Despite the interference, we obtained evidence from past and present government officials, and we are prepared to challenge the airport giveaway. While we hope to work with leaders of the Oklahoma Modoc to diversify and benefit the region’s economy, the tribe’s leaders gained acceptance in self-proclaimed ‘white man’s country’ by working against us, promising to develop aviation there. Such activity is incompatible with preservation and will desecrate the one-half square mile of airstrip land where our families lived and died during WWII.”

She also questioned the Tribe’s motives, saying, “The Oklahoma Tribe says their goal is returning to their ancestral homeland, a 5,000-square-mile area, but their fixation on destroying the one parcel important to Japanese Americans remains a mystery.

Equally bewildering, the Oklahoma Modoc have chosen to ally with farmers, irrigators and ranchers who want government-subsidized water, and are working against the Klamath Basin’s indigenous people (the Klamath Tribes) whose goal is protecting and restoring ancestral habitat and sacred endangered fish. Like rival tribes who scouted for colonial U.S. Army units a century earlier, leaders of the Oklahoma Modoc are allying themselves with white adversaries to undermine other Native Americans.”

Takei noted the Tribe, the smallest in Oklahoma with less than 300 enrolled members, last year disenrolled 15 members of a four-generation Modoc family “to punish Cheewa James, who questioned the Oklahoma Modoc’s ‘rent-a-tribe’ business model.” James, who worked as a seasonal park ranger at Lava Beds National Monument, site of the key battles of the 1871-72 Modoc War, is a long-time Modoc advocate, historian and author of books about the war and the Tribe’s forced relocation to Oklahoma.

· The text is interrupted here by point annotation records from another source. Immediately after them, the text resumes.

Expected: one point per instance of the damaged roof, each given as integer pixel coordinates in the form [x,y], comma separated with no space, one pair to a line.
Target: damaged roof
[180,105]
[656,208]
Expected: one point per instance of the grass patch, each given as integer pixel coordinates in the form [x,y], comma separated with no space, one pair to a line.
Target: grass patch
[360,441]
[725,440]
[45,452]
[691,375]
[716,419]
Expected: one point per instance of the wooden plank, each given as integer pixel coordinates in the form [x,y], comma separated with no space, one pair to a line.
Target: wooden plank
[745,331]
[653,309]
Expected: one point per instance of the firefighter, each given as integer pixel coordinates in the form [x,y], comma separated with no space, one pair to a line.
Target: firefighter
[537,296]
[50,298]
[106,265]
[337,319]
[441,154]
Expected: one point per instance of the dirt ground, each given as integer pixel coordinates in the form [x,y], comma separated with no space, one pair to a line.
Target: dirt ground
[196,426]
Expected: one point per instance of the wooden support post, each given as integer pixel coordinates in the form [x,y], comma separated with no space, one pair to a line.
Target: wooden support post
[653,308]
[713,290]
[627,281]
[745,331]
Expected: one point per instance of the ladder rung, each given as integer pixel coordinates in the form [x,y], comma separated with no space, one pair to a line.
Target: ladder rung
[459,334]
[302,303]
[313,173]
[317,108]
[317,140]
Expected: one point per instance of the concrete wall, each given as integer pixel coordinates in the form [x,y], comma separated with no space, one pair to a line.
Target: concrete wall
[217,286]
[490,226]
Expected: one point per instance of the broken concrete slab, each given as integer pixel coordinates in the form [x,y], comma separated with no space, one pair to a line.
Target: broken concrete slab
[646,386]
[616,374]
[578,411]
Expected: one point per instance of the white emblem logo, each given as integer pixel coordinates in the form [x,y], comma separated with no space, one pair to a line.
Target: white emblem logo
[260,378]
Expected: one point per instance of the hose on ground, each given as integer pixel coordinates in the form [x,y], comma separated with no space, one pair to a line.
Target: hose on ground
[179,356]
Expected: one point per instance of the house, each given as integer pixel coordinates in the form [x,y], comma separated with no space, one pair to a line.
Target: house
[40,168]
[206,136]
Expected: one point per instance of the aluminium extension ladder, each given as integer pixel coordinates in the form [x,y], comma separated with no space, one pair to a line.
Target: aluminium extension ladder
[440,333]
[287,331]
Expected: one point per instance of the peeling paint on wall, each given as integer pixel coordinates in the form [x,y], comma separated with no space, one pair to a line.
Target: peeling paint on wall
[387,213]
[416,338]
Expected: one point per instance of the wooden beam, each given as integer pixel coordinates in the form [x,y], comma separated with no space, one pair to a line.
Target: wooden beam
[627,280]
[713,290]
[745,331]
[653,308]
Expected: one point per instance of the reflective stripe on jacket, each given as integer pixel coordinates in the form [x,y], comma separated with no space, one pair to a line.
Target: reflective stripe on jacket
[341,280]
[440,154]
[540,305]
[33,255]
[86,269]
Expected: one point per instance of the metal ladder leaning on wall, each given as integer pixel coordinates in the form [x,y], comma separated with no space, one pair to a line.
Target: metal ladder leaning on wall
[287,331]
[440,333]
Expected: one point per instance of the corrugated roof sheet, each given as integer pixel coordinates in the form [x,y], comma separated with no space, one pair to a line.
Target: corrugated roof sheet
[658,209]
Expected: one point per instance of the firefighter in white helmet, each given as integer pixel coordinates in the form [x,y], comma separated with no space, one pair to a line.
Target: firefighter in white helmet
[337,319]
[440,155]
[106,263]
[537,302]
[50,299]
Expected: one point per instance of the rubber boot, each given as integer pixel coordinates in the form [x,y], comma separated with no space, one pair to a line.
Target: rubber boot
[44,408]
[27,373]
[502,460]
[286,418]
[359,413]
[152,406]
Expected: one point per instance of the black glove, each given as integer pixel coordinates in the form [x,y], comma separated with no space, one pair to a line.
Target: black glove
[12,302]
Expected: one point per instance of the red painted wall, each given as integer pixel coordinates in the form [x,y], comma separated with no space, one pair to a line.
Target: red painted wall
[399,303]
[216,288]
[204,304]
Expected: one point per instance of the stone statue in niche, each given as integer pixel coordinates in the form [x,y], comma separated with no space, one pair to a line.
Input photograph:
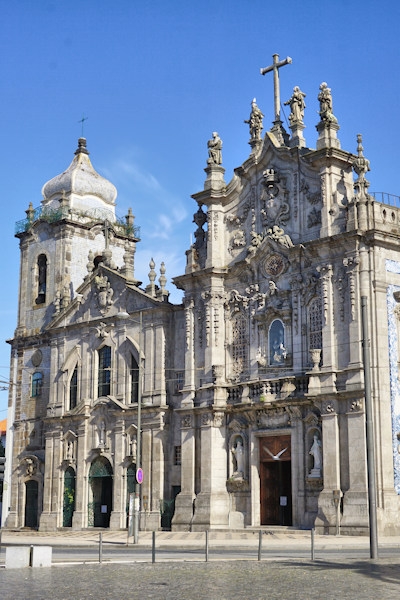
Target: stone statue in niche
[297,106]
[255,121]
[238,459]
[69,455]
[214,150]
[104,293]
[133,446]
[325,104]
[102,435]
[316,453]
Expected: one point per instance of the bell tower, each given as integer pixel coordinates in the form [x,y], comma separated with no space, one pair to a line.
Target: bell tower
[66,237]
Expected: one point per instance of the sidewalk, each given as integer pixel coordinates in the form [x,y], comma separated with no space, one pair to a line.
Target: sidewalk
[244,538]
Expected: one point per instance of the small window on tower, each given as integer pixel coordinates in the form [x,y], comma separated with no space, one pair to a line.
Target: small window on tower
[37,383]
[42,279]
[178,455]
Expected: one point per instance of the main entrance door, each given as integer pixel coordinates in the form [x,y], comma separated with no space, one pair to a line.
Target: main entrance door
[276,486]
[100,480]
[31,504]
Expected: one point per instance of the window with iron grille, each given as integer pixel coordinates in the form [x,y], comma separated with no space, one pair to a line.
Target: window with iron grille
[104,382]
[134,380]
[315,324]
[239,344]
[37,384]
[179,380]
[178,455]
[73,389]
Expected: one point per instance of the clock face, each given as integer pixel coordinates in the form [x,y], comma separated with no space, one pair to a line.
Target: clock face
[274,265]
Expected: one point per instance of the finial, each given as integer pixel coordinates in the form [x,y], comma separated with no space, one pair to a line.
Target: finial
[81,147]
[361,165]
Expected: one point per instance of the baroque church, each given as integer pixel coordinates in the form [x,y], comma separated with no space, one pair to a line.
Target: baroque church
[244,406]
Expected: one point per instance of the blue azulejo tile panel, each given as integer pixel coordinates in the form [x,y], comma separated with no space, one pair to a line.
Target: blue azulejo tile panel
[393,266]
[393,307]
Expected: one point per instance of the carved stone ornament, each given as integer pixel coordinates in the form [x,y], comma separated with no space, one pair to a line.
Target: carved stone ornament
[37,357]
[274,265]
[104,293]
[273,419]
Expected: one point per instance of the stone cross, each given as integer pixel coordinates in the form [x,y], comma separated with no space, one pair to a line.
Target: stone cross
[82,121]
[277,64]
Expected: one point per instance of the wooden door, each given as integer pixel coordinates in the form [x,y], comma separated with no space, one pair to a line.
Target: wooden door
[275,476]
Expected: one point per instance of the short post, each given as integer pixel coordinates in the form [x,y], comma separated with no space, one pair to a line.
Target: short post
[100,547]
[312,544]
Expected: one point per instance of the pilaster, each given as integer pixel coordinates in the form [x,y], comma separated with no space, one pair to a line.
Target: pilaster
[212,503]
[184,501]
[327,513]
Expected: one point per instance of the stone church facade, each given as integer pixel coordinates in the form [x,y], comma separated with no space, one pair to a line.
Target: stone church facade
[251,392]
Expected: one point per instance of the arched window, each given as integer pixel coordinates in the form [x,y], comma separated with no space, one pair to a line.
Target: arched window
[315,324]
[276,343]
[42,278]
[134,381]
[239,345]
[37,383]
[104,382]
[69,497]
[73,389]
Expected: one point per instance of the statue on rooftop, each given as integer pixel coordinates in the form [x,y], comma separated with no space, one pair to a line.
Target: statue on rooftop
[325,104]
[297,106]
[255,121]
[214,150]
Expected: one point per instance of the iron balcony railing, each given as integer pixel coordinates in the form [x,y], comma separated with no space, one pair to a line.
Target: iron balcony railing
[52,215]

“James questioned the Modoc tribe’s use of tribal sovereignty to avoid compliance with state laws that regulate predatory payday loans and use of tribal status to help government contractors avoid or minimize competitive bidding requirements,” Takei wrote, referring to court cases where the Tribe was fined more than $4 million in a payday loan scheme that charged illegal interest rates in excess of 700 percent and, according to documents, laundering the proceeds through bank accounts held by the Modocs and other tribes. Court documents say the Tribe admitted payday lending businesses were established on tribal land but the Tribe had no “meaningful role in the enterprises.” Native American tribes answer only to the federal government, which has no usury statues for payday loans.

The Committee is contesting on another front. Along with the Modoc Nation suit, Takei said the Committee is continuing effort to stop Modoc County and the Federal Aviation Administration from a proposed five-year, $3.5 million construction program, which includes building a three-mile-long, eight-foot-high fence that officials say is needed to prevent possible collisions between airplanes and wildlife.

“Tulelake’s airstrip development has been universally opposed by the Japanese American community, with over 45,000 individual Japanese Americans, organizations and supporters writing to the FAA and Modoc County to express opposition to the proposed security fence for the airstrip,” Takei said in the statement. “All have urged that the Tulelake Airstrip be relocated because a sacred historic site where more than 27,000 Japanese Americans were imprisoned — and where 331 men, women and children died — cannot be moved.”

In 2014 and 2017 the Committee filed legal petitions saying Modoc County, which leases the airport to Macy’s Flying Service, is obligated “to study historic, cultural and environmental resources before any fence construction can begin.” Takei said the study is being done but the Committee is upset that it will only include property along the proposed three-mile-long fence line, not the entire segregation center site. Takei said the study is expected to be completed this spring.

COMMENTS in H&N

Michael Robinson

Lee, If you are going to run a story in which Ms. Takei takes aim at the Modoc Nation's attorneys you might want to consider reaching out to those attorneys to get a full set of facts. There was no "interference" from the Modoc Nation or the Modoc Nation's attorneys. All you have to do is pick up the phone. Unless, of course the main purpose was to run a pieced slanted in favor the committee.